Paru dans L’Humanité, le 25 mars 2002

Toute la semaine dernière, peut-on lire dans la presse, l’Atelier de campagne de Lionel Jospin aurait été troublé par le nouveau slogan du candidat socialiste, « Zéro S.D.F.». Personne ne mettant bien sûr en doute la sincérité de ses intentions, c’est la formule elle-même, jugée trop « ambitieuse », qui déplaisait. Eh bien, j’avoue  que cette formule me déplaît moi aussi, mais pour d’autres raisons, plus souterraines.

Elle me rappelle en effet — fâcheux souvenir — le sinistre slogan des lois Pasqua : « Immigration zéro ». Je le précise pour les plus jeunes, en 1993 (à l’époque, c’était la droite qui régnait en maître), le ministre de l’Intérieur dont elle s’était dotée avait joué de cette connexion entre « immigré » et « zéro » pour caresser dans le sens du poil la xénophobie ambiante. Par le biais de ce slogan, sans même s’en rendre compte, on évoquait les immigrés non plus comme une communauté humaine, mais comme un ensemble vide, qu’on pouvait dès lors faire disparaître sans difficulté. Pasqua avait fait entrer dans la langue le concept du « zéro homme ».

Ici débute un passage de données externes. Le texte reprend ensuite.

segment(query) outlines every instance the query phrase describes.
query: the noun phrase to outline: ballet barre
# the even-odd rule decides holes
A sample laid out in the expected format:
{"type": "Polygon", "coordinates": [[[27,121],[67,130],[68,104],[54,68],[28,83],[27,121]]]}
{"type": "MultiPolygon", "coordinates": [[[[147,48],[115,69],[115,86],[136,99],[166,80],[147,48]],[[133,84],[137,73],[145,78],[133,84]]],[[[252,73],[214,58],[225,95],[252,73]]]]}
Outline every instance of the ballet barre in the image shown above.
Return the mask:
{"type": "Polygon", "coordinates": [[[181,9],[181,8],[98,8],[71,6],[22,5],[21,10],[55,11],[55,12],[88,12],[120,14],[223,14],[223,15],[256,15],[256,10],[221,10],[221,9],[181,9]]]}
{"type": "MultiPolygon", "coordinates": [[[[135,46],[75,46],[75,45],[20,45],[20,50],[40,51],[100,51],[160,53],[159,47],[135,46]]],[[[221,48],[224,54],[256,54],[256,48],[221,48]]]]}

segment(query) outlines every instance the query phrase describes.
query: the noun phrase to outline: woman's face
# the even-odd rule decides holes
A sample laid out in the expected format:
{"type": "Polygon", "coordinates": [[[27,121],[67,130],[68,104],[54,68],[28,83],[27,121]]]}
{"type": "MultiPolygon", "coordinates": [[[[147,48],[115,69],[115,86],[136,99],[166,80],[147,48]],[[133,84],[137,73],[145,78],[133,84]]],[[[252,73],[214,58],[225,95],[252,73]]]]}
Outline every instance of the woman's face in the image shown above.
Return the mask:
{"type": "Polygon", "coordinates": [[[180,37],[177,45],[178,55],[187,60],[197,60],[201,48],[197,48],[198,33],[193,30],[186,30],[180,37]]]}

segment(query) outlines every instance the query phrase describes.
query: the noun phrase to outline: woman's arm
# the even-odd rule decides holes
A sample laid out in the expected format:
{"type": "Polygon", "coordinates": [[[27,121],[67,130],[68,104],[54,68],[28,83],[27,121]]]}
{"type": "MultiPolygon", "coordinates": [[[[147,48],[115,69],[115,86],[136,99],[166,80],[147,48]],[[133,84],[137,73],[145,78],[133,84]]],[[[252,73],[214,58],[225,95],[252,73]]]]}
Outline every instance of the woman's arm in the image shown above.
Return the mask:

Je ne pense bien évidemment pas que les socialistes ont d’aussi mauvaises intentions avec les sans-abri, mais je suis convaincu néanmoins qu’ils n’auraient pas dû jouer, eux aussi, avec le signifiant « zéro ». Après tout, c’est Jacques Chirac qui a commencé, ces dernières semaines, à remettre au goût du jour cette valeur nulle, en lançant à la cantonade « Impunité zéro ». Certes, la répression est un tout autre sujet que celui des immigrés ou des sans-abri ! Mais cela finira bientôt par faire beaucoup de zéros affichés, dans une campagne qui, par ailleurs, ne parle guère d’augmentation… des salaires, des minima sociaux ou des retraites. Je sais bien qu’on me dira que j’exagère, que je mélange tout. Mais c’est comme ça, je ne peux m’empêcher de penser, quand j’entends des hommes politiques dire zéro par-ci zéro par-là, que le grand objectif de leur inconscient est d’abord et surtout d’augmenter le solde net des salariés… de zéro franc zéro centime.